The retrograde motion is caused by the Earth's own motion around the Sun. As the Earth circles the Sun, our perspective changes, and this causes the apparent positions of objects to move from side-to-side in the sky with a one-year period. This nodding motion is super-imposed on the planet's long-term eastward motion through the constellations.

The diagram below illustrates this. The grey dashed arrow shows the Earth's sight-line to the planet, and the diagram on the right shows the planet's apparently movement across the sky as seen from the Earth:


The retrograde motion of Mars.
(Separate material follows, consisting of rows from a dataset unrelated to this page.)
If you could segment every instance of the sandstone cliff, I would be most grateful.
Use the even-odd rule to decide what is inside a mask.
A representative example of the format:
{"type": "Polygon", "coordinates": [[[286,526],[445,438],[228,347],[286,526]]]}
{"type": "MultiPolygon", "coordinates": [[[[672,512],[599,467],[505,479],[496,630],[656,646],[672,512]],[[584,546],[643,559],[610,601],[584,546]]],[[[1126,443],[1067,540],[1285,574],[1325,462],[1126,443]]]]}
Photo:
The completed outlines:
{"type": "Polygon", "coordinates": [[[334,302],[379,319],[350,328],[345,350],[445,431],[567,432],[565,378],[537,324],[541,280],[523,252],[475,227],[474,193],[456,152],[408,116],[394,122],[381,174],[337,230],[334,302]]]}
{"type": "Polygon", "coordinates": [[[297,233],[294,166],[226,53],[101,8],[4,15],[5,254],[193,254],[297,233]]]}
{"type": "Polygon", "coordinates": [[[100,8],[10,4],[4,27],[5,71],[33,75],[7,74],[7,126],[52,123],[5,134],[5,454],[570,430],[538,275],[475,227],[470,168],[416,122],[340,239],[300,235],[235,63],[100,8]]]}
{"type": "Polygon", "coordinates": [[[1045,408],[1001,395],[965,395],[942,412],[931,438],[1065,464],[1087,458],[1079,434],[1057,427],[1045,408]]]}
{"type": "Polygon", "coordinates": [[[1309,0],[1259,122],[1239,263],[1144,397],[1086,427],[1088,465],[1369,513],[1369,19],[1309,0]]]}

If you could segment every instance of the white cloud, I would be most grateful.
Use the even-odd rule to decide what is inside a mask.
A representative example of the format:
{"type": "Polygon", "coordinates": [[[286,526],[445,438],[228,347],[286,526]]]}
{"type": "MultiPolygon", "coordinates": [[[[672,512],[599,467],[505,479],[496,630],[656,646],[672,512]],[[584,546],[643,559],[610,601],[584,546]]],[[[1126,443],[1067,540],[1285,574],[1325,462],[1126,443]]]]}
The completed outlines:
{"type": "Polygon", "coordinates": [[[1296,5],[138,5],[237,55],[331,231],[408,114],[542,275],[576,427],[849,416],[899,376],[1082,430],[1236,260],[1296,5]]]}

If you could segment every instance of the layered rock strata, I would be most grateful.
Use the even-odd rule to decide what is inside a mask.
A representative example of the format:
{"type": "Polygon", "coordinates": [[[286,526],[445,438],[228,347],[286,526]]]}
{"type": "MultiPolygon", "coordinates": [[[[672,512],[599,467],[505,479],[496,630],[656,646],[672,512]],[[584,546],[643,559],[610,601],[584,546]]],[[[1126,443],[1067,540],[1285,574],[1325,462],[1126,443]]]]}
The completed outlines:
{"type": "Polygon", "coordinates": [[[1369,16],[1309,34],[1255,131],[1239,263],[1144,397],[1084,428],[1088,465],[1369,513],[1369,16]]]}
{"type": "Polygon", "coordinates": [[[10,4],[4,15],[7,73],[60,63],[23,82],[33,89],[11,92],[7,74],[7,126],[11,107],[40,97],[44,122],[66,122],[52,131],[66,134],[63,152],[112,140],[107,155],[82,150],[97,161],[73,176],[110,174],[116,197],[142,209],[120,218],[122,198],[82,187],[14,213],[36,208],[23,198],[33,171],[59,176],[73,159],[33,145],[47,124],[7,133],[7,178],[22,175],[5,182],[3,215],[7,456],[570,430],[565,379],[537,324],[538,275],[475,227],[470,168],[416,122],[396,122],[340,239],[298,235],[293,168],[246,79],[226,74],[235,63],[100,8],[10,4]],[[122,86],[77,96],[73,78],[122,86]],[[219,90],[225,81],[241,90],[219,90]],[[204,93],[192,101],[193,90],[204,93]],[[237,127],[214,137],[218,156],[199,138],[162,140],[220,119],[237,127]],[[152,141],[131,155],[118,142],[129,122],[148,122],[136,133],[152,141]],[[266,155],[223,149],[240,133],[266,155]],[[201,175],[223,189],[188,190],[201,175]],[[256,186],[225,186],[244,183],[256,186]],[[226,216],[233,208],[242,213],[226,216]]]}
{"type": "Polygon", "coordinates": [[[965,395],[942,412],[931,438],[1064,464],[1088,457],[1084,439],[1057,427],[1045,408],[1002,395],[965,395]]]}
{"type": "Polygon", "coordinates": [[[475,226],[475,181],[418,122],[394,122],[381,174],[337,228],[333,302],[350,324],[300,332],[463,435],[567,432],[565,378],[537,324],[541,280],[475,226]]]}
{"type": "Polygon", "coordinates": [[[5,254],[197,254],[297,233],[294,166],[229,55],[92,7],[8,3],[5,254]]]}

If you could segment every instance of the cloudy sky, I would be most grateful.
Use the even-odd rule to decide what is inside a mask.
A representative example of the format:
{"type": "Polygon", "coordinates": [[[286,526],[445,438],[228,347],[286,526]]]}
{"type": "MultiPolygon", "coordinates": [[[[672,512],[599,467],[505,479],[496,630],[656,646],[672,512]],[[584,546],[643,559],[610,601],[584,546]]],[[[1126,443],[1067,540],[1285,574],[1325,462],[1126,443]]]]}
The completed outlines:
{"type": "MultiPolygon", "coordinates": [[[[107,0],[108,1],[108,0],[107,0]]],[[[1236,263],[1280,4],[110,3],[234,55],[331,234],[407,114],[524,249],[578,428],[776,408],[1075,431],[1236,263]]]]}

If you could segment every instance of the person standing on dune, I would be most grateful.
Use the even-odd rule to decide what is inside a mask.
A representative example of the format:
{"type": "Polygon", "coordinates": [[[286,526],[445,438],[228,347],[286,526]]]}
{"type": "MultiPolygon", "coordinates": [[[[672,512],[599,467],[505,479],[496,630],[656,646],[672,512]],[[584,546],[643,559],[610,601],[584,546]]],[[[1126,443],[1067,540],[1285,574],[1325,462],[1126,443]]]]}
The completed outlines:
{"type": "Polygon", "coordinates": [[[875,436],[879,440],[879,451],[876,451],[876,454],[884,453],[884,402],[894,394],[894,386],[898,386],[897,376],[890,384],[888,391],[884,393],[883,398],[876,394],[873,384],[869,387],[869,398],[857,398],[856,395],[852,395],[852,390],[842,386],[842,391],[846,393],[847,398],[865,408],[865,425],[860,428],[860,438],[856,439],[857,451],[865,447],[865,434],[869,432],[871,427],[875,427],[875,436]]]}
Not drawn to scale.

2112 apparition of Mars

31 May 2112 – Mars enters retrograde motion
02 Jul 2112 – Mars at opposition
09 Jul 2112 – Mars at perigee
05 Aug 2112 – Mars ends retrograde motion

Observing Mars

Mars leaves retrograde motion as its 2112 apparition comes to an end, although it will remain visible for some weeks in the dusk sky.

Its celestial coordinates as it leaves retrograde motion will be:

Object Right Ascension Declination Constellation Magnitude Angular Size
Mars 18h11m10s 28°40'S Sagittarius -2.0 20.1"

The coordinates above are given in J2000.0.

From Fairfield , it will be visible in the evening sky, becoming accessible around 20:19 (EDT), 16° above your south-eastern horizon, as dusk fades to darkness. It will then reach its highest point in the sky at 22:05, 20° above your southern horizon. It will continue to be observable until around 01:11, when it sinks below 7° above your south-western horizon.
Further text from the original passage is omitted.